Kara yolculuklarında (yine
tren hariç...trenlere hayranım – vagonda yaşarım) çok sıkılıyorum. Molalardan
da haz etmiyorum, çünkü “yolu uzatmak” fikrinden haz etmiyorum. Ayrıca da türlü nedenden ötürü endişeleniyorum molalarda. Seyir halindeki bir aracın içinde sıkılmamak adına
gerçekleştirebileceğim çoğu eylem ise sonunda midemin bulanmaya başlamasına sebep
oluyor...fenalardayım ben yolda.
İşin aslı, yeni bir şey değil bu. Hatırladım hatırlayalı yol
tutar beni. Kalabalık otobüslerde
Kızılay’dan eve dönerkenki gibi kısacık bir mesafede de, koca arabada geniş
geniş dört kişi Ankara’dan güney sahillerine inerken o korkuç uzun yollarda da
aynı şey. İki istisna hariç; biri 12 saati aşkın sürmüş olan bir Ankara’dan
Çanakkale’ye gidiş (Ayrıntılara girmeyeceğim, ama Hande ve Deniz’in düğününe
direksiyonda Ebru, yanında ben, arkada ise Didem ve halam olacak şekilde dört
kişi yer yer gülerek & söyleyerek, yer yer soğuk terler dökerek &
bildiğiniz korkarak gitmiştik), bir de İstanbul – Ankara arası yolculuklar...
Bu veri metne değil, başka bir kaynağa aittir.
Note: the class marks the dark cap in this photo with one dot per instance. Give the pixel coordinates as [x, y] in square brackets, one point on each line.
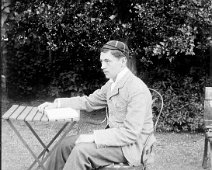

Dün Didem’le Ankara’dan İstanbul’a doğru yola çıktığımızdaki
beklentilerim ile, sonuçta gerçekleşenler arasındaki fark oldukça şaşırtıcıydı.
Biraz yer, biraz içer, belki biraz sohbet eder, sonra da film izleyerek veya
müzik dinleyerek uyuya kalırız diye düşünüyorum. Didem meğer uyumazmış
şehirlerarası otobüste (bunu bilmiyordum; bunca yıl sonra hala gizemli
yanlarımız olması bence çok hoş bir ayrıntı bu arada.) ve ne filmler, ne de
müzik pek de sarmadı onu – sıkıldı. Yolun yarısından sonra, “ergen embesiller”e
bağladık. Kikirdemekten, sağa sola meyvesuyu, vodka, hatta bir seferinde
nerdeyse kahve dökmeye, otobüsteki tanımadığımız insanlara dair yerli yersiz yorumlar
yaparak eğlenmeye kadar her türlü utanç verici eylemi gerçekleştirdik...İstanbul’a varıp, Derya’lara
geldiğimizde, ben resmen yol yorgunuydum. Ama “yol yorgunu” değildim. Şükür Derya genel olarak hayat yorgunuydu, picamalarını falan giymişti, biz de evde oturabildik. Sonra Ebru da geldi - gecenin 02:45'inde ne akla hizmet iki pizza isteyip, üç küsurda da onları yedik... Bir yandan içime oturdu, haftalardır o kadar dikkatliyim ki yediklerim konusunda ve o kadar ciddi spora gidiyorum ki - ve ama bir yandan da o kadar umrumda bile değil, hatta "oh canıma minnet!" ki; biliyorum, burda diyet miyet yalan olacak.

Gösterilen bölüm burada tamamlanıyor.